Update 2: tested the gravity on 7-31 and was blown away. It's just about fermented out after only two days - 1.015. The banana flavor is very, very prominent. If it's any telling, I won't be disappointed with WB-06 fermenting at ~80F.

Update 3: My mom says this is the best the House Hefeweizen's been, so the WB-06 isn't a bust for sure. It's definitely got more flavor than 3068 fermented at 62 degrees.

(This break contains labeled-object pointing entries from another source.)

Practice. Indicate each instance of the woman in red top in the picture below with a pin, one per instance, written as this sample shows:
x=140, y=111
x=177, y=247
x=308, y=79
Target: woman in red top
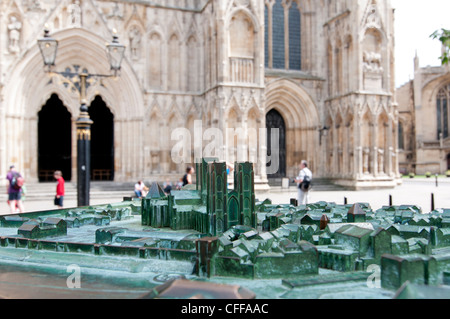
x=59, y=189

BeerSmith 2 Recipe Printout - http://www.beersmith.com
Recipe: House Hefeweizen (1.3)
Brewer: Adam Keck
Asst Brewer:
Style: Weizen/Weissbier (Wheat Beer)
TYPE: All Grain
Taste: (30.0)

Recipe Specifications
--------------------------
Boil Size: 12.70 gal
Post Boil Volume: 11.70 gal
Batch Size (fermenter): 11.00 gal
Bottling Volume: 10.75 gal
Estimated OG: 1.050 SG
Estimated Color: 3.6 SRM
Estimated IBU: 10.8 IBUs
Brewhouse Efficiency: 72.00 %
Est Mash Efficiency: 73.6 %
Boil Time: 60 Minutes

Ingredients:
------------
Amt                   Name                                     Type          #        %/IBU      
1 lbs                 Rice Hulls (0.0 SRM)                     Adjunct       1        4.8 %      
9 lbs                 Wheat Malt, Ger (2.0 SRM)                Grain         2        42.9 %      
8 lbs                 Pilsner (2 Row) Ger (2.0 SRM)            Grain         3        38.1 %      
2 lbs                 White Wheat Malt (2.4 SRM)               Grain         4        9.5 %      
1 lbs                 Cara-Pils/Dextrine (2.0 SRM)             Grain         5        4.8 %      
0.50 oz               Hallertauer [4.80 %] - Boil 60.0 min     Hop           6        4.3 IBUs    
1.00 oz               Hallertauer [4.80 %] - Boil 30.0 min     Hop           7        6.6 IBUs    
4.00 tsp              Yeast Nutrient (Boil 15.0 mins)          Other         8        -          
0.50 oz               Hallertauer [4.80 %] - Boil 0.0 min      Hop           9        0.0 IBUs    
2.0 pkg               Safbrew Wheat (DCL/Fermentis #WB-06) [50 Yeast         10       -          


Mash Schedule: Decoction Mash, Single -> Braukeiser
Total Grain Weight: 21 lbs
----------------------------
Name              Description                             Step Temperat Step Time  
Protein Rest      Add 27.20 qt of water at 138.2 F        130.0 F       35 min      
Infuse to Sacchar Add 16.80 qt of water at 198.3 F        154.0 F       45 min      
Decoction to Mash Decoct 12.20 qt of mash and boil it     168.0 F       15 min      

1 comment:

Sarah said...

All of your work (and lack of sleep) will be worth it when everyone is enjoying your beer and some freshly grilled brats at the party!